Observateur hors pair, doté de capacités cognitives et de facultés d’adaptation remarquables, un corvidé est déjà familiarisé à l’humain et au milieu anthropisé au bout d’une quinzaine de jours. Un spécimen sauvage blessé associera par exemple très vite nourriture et soulagement à son soigneur et sa méfiance naturelle vis-à-vis de l’humain s’en trouvera amoindrie – ce qui impacte aussi la relation aux congénères et peut aller jusqu’à l’exclusion du groupe.
Pour peu qu’un jeune ait été accueilli, nourri et traité en membre de la maisonnée par ses « sauveurs » en pleine phase critique de son développement (une phase critique peut être comparée à une fenêtre ouverte laquelle serait fermée le reste du temps selon G. Bateson), alors il s’agira non plus d’habituation ou de simple familiarisation mais de phénomène d’empreinte ou d’imprégnation progressive (l’imprégnation vraie définie par K. Lorenz est soudaine, indépendante de l’exposition répétée et survient très précocement). Les spécimens imprégnés sont de prise en charge complexe, au cas par cas, selon leur degré d’imprégnation. Si aucun cas n’est jamais désespéré, les troubles du comportement sont fréquents (parade nuptiale à l’humain, néophobie, angoisse de séparation, auto-mutilation…) et les chances de relâche très minces.

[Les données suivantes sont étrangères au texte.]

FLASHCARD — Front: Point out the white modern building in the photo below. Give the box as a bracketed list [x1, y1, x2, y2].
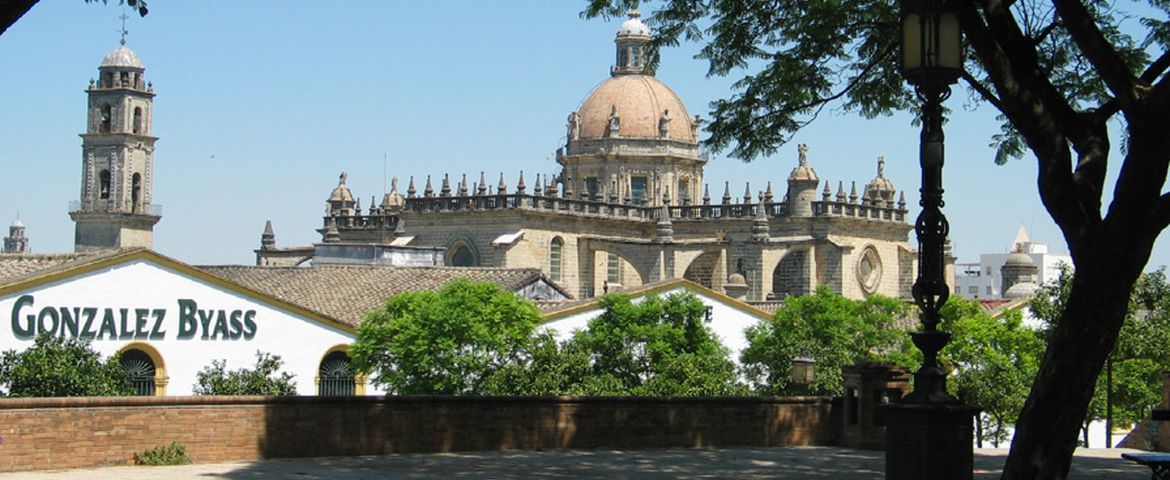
[955, 226, 1073, 300]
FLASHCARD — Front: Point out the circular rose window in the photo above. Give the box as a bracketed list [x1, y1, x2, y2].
[858, 246, 881, 294]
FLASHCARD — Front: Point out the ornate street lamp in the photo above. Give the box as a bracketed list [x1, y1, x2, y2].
[886, 0, 978, 480]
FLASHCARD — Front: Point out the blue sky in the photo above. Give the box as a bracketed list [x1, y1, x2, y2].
[0, 0, 1170, 268]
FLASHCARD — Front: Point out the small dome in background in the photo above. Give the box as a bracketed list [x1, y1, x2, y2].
[1004, 253, 1035, 267]
[1004, 282, 1040, 300]
[98, 44, 143, 70]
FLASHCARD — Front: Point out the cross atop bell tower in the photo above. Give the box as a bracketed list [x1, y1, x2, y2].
[69, 38, 161, 252]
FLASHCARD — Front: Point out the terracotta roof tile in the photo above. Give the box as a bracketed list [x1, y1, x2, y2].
[195, 265, 559, 327]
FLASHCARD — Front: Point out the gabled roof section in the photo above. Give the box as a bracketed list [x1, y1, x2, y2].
[0, 248, 353, 332]
[198, 265, 572, 327]
[541, 279, 772, 323]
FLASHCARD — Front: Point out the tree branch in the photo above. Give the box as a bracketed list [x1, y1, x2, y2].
[961, 69, 1004, 111]
[0, 0, 39, 35]
[1052, 0, 1138, 109]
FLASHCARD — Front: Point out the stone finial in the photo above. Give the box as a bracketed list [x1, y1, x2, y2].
[260, 220, 276, 251]
[751, 201, 771, 241]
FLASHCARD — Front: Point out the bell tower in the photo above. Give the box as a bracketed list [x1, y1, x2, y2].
[69, 30, 161, 252]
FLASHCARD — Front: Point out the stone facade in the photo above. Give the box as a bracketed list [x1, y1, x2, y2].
[256, 14, 931, 302]
[69, 40, 161, 252]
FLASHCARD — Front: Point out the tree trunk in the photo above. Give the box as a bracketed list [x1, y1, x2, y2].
[1003, 261, 1137, 480]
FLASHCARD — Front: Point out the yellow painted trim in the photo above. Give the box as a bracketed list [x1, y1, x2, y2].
[0, 249, 356, 334]
[118, 342, 171, 397]
[312, 343, 367, 396]
[541, 279, 772, 324]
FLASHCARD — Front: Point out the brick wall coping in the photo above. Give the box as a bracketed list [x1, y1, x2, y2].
[0, 395, 833, 410]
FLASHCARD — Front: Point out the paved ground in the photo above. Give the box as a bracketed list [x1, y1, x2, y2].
[0, 447, 1150, 480]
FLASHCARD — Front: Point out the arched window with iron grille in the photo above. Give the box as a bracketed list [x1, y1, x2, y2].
[317, 351, 357, 396]
[121, 349, 154, 397]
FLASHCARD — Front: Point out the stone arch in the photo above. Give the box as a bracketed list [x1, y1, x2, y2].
[314, 344, 366, 396]
[594, 248, 646, 294]
[772, 251, 812, 299]
[118, 342, 170, 397]
[682, 252, 721, 289]
[443, 239, 480, 267]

Aussi aucun corvidé ne devrait-il être brutalement relâché (hard release) après une période de captivité.
Au Centre, les oiseaux sont évalués individuellement (anamnèse, fiche de suivi, observation et tests) et suivent un parcours qui les conduit de l’intérieur (éleveuse et/ou caisse-box puis volière) vers l’extérieur, en volière de ré-ensauvagement.
L’oiseau nourrit à la main x fois par jour verra la nourriture mise à sa disposition remplacer un repas/jour puis deux et ainsi de suite. Il apprendra d’abord à manger seul puis à devoir « gagner » sa nourriture en trouvant des astuces pour la saisir.
Enfin il apprendra à chasser et attraper des insectes. L’objectif à terme est que l’association homme-nourriture soit rompue, de même que les interactions suscitées à chaque occasion alimentaire. A cet effet, deux parois de la volière de réensauvagement sont équipées de panneaux occultant (pas de vue sur les bâtiments, les activités humaines, vue dégagée sur la nature environnante) de façon à pouvoir approcher sans être vu et à passer la nourriture par une trappe.
Les apprentissages sont facilités socialement, les oiseaux étant mis en présence de congénères dont ils tirent des enseignements par simple observation. L’expérience indirecte puis directe est favorisée par coprésence et coaction avec des sujets plus avancés (âges, niveaux de réensauvagement).